Quant aux internautes et autres adeptes des réseaux sociaux, imaginez l’état des neurones ! Mais il y a encore pire. Quand il s’agit d’adultes consentants et conscients de ce qu’ils choisissent de voir, on peut à la limite comprendre toute cette permissivité sur les réseaux sociaux. Mais quand il est question d’enfants, laisser une telle quantité de jeux dangereux circuler sur le net constitue un piège terrible dans lequel tombent tous les enfants attirés par les images et par le flux des vidéos, comme c’est le cas depuis l’éclatement de la guerre en Ukraine et le génocide à Gaza. Les vidéos présentent des mômes en chérubins, en séraphins et en anges martyrs.

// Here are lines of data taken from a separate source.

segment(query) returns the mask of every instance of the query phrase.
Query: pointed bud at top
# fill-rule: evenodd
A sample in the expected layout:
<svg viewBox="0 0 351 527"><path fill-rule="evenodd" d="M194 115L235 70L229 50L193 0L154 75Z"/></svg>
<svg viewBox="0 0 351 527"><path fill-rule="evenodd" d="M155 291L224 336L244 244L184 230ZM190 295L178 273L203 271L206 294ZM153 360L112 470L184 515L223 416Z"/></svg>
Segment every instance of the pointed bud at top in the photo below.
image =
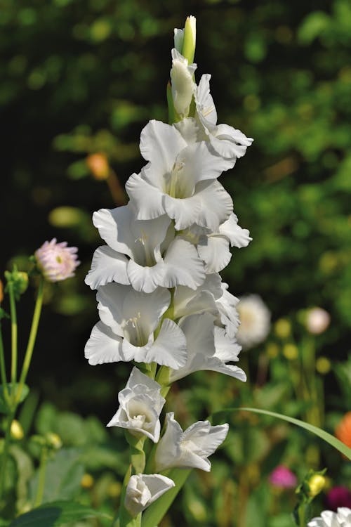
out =
<svg viewBox="0 0 351 527"><path fill-rule="evenodd" d="M311 476L308 481L310 486L309 495L310 497L314 497L323 490L326 484L326 479L321 474L314 474Z"/></svg>
<svg viewBox="0 0 351 527"><path fill-rule="evenodd" d="M192 64L194 62L194 56L195 55L197 38L196 23L197 19L195 17L190 15L185 20L185 25L184 27L182 55L185 58L187 59L189 64Z"/></svg>
<svg viewBox="0 0 351 527"><path fill-rule="evenodd" d="M57 243L56 238L45 242L34 253L39 271L48 282L59 282L74 275L79 265L77 247L67 247L67 242Z"/></svg>
<svg viewBox="0 0 351 527"><path fill-rule="evenodd" d="M18 271L17 267L13 266L13 271L5 271L5 278L8 283L6 290L8 290L8 287L11 285L15 294L15 298L18 300L20 295L23 294L28 287L28 275L25 271Z"/></svg>

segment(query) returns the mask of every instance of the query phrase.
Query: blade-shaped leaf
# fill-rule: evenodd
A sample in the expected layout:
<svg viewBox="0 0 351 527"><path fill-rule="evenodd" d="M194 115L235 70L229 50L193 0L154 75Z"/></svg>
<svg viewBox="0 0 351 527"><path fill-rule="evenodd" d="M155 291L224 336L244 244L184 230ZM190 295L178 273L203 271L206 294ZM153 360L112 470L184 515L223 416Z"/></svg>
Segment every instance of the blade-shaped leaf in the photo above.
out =
<svg viewBox="0 0 351 527"><path fill-rule="evenodd" d="M76 502L46 503L18 516L9 527L58 527L86 518L108 518L106 514ZM111 519L112 520L112 519Z"/></svg>
<svg viewBox="0 0 351 527"><path fill-rule="evenodd" d="M216 412L214 414L209 417L210 420L213 417L219 417L220 415L223 417L231 412L253 412L254 413L263 414L264 415L269 415L271 417L277 417L282 419L283 421L287 421L292 424L296 424L300 428L303 428L307 430L311 434L314 434L315 436L320 437L329 445L333 446L337 450L343 454L349 460L351 460L351 448L349 448L344 443L342 443L336 437L332 436L331 434L326 432L325 430L322 430L321 428L314 427L313 424L306 423L305 421L300 421L299 419L295 419L295 417L289 417L289 415L284 415L284 414L278 414L276 412L270 412L267 410L261 410L260 408L226 408L221 410L219 412Z"/></svg>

Le message est clair : présenter les petits en anges sacrifiés en les incitant insidieusement au martyr. Ils deviennent dans d’autres vidéos des anges soldats de Dieu envoyés sur terre pour être meurtris et punir les méchants tueurs. Arriver à un tel degré de manipulation en utilisant des gamins est non seulement un crime en soi mais la pire des manières de montrer toute la bassesse humaine aujourd’hui. «Le procédé est vieux comme le monde, mais les réseaux sociaux ont cet effet loupe qui fait que nous voyons des millions de vidéos circuler avec cette thématique de l’ange martyr. Il n’y a pas pire comme exploitation des thèmes du sacrifice. Surtout pour manipuler l’opinion publique en temps de guerre et de conflit. Pour certains, utiliser ces images et ces contenus va plus loin en incitant au martyr des enfants comme arme de persuasion massive. C’est le même principe de l’enfant soldat en Afrique et en Asie, mais en jouant sur l’idéologie religieuse», précise Sabrine Al Kaoun, pédo psychologue et thérapeute. Elle ajoute que dans une société comme la nôtre, ce phénomène est répandu et commenté en masse parce qu’il y a «chez nous une profonde inclination pour la tragédie impliquant l’enfant sacrifié pour sauver la société ». Pour la spécialiste, la responsabilité incombe aux parents qui doivent éviter «de donner ces gadgets à leurs enfants pour leur éviter ces traumatismes qui peuvent être dangereux.